Mardi 6 novembre 2018
Institut des Sciences Cognitives – Marc Jeannerod (Bron)

Ingénieure de recherche au LPL, Anne-Sophie intervient lors de la 11e Journée COGITER (Devlog / CNRS) sur la thématique de « L’EEG haute densité pour l’étude de la cognition ».

Résumé :
L’EEG haute densité pour l’étude de la cognition
L’EEG haute densité est une technique qui permet l’enregistrement de l’activité bioélectrique cérébrale avec une haute résolution spatiale et temporelle. Avec la MEG, elle est de plus en plus utilisée pour l’étude des processus cognitifs, notamment au niveau des sources corticales.

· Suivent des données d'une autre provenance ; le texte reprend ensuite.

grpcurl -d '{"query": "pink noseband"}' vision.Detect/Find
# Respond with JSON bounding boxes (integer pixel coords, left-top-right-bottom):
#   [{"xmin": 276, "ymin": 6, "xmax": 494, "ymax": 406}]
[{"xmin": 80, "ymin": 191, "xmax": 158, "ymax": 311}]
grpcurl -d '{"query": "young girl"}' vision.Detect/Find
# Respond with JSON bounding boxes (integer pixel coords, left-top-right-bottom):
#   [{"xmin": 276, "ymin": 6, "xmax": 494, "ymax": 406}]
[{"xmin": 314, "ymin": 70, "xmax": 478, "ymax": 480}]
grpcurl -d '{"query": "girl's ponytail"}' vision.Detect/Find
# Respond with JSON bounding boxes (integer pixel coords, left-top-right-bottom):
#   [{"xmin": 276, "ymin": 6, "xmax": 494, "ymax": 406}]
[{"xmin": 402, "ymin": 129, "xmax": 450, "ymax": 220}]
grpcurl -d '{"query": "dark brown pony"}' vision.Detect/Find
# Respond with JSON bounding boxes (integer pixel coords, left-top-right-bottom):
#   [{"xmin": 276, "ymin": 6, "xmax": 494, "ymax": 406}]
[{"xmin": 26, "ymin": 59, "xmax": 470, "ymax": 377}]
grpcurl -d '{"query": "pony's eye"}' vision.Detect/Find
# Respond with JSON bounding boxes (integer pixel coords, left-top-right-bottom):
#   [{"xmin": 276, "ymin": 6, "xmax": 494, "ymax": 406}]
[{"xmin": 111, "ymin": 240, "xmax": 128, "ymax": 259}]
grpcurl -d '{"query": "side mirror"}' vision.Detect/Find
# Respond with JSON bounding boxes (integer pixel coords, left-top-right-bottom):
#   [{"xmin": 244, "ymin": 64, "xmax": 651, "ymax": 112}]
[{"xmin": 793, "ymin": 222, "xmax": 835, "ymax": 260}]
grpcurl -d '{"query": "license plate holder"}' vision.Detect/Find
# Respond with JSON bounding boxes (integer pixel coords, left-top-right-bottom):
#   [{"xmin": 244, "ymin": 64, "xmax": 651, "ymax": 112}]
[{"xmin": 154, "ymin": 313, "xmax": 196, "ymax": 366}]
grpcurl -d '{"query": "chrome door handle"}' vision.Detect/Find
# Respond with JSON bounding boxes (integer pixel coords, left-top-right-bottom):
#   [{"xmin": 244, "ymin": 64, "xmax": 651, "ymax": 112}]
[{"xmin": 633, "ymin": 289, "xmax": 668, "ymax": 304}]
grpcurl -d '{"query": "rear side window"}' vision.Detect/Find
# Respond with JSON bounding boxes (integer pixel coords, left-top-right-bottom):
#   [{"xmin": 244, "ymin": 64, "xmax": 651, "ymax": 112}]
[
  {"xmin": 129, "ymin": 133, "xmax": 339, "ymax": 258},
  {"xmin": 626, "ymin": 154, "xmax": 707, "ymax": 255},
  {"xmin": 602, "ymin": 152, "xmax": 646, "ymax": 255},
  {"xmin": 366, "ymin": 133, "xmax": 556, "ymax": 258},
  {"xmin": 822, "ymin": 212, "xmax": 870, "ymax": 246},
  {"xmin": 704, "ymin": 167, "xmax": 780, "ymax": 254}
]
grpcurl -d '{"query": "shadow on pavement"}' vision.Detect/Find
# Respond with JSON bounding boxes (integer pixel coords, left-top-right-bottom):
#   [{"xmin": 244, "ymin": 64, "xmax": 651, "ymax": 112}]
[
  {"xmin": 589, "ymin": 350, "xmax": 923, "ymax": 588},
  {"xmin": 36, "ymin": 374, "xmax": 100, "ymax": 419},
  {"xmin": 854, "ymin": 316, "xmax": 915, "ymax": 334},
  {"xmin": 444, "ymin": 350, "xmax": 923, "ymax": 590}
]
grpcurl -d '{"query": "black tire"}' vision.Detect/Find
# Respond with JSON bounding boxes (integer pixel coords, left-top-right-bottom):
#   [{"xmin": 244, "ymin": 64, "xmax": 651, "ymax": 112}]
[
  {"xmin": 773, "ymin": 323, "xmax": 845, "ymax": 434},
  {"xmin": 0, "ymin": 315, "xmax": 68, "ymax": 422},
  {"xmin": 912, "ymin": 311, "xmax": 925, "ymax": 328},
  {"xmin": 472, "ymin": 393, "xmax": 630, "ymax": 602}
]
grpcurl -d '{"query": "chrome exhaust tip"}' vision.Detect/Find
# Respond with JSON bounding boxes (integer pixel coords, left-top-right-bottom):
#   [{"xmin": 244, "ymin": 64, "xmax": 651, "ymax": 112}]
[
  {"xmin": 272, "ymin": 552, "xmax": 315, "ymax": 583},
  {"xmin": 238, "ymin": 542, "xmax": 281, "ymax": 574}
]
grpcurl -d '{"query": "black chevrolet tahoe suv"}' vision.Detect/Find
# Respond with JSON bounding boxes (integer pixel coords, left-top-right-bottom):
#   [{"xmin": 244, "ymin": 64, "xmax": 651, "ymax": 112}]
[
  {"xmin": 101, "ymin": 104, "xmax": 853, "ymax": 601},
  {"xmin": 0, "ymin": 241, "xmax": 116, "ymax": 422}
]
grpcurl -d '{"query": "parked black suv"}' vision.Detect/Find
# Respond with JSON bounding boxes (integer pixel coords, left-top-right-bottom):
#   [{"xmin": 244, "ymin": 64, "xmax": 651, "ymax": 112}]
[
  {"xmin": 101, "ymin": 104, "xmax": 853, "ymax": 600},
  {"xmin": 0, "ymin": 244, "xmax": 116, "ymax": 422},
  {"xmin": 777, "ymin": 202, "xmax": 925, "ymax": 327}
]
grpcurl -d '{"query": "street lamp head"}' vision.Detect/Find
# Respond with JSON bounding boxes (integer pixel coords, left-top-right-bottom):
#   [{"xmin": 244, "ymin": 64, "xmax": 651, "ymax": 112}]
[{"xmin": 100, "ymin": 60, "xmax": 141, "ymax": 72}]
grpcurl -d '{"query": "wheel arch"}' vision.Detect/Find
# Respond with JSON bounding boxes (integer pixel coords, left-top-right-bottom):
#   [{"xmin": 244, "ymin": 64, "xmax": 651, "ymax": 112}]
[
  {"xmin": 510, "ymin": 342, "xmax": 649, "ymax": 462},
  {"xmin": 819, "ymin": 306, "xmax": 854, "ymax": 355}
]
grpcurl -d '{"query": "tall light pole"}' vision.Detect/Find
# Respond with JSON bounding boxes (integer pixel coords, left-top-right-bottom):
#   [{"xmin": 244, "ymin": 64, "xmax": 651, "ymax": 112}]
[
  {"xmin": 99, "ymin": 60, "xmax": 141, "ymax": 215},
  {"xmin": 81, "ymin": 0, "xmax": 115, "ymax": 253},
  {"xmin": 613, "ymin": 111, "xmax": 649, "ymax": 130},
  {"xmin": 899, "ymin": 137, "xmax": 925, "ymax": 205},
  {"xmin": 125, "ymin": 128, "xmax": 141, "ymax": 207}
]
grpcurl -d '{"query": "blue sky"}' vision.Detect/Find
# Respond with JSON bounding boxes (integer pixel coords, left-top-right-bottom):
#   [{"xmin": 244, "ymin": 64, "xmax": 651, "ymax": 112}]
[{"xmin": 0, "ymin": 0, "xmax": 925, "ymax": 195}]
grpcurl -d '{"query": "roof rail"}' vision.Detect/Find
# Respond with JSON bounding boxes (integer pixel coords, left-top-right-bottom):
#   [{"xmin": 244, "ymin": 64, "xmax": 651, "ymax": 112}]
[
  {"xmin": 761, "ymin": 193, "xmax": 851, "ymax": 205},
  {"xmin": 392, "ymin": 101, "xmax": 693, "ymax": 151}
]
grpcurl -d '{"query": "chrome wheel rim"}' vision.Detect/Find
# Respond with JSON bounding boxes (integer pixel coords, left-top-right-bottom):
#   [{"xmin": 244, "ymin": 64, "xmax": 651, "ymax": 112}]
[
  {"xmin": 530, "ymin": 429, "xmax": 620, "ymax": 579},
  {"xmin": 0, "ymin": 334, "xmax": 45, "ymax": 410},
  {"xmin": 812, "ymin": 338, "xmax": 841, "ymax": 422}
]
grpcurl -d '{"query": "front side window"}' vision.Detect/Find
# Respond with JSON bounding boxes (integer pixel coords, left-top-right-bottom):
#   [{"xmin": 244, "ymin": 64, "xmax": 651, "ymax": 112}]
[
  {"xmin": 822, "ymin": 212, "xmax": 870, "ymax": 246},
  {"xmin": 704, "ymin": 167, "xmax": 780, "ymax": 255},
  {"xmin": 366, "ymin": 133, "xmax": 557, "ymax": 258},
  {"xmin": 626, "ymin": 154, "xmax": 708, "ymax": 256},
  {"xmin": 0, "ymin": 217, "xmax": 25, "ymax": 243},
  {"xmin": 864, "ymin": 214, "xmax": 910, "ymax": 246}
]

En raison de la mise en œuvre facile et à faible coût des enregistrements EEG, l’EEG reste souvent une méthode de choix, notamment sur certains types de population (e.g. enfants). Cette mise en œuvre a été largement optimisée et allégée pour les enregistrements hdEEG de sorte que l’on puisse recueillir 256 signaux de bonne qualité dans des conditions expérimentales relativement écologiques. Du point de vue de l’analyse des signaux, au-delà des approches « classiques » en EEG telle que l’étude des moyennes de potentiels évoqués au niveau des capteurs, l’hdEEG permet de réaliser la reconstruction de l’activité au niveau des sources corticales. Cette technique implique l’élaboration d’un modèle anatomique du participant lors de l’enregistrement (résolution du problème direct) ainsi que l’estimation des sources cérébrales (résolution du problème inverse). Ces techniques d’analyse également utilisées en MEG présentent quelques variantes, avantages et inconvénients qui seront discutés. J’illustrerai ces propos en m’appuyant sur notre expérience avec le système hdEEG EGI (Philips) au Laboratoire Parole et Langage, depuis la mise en œuvre des enregistrements jusqu’à l’analyses des données.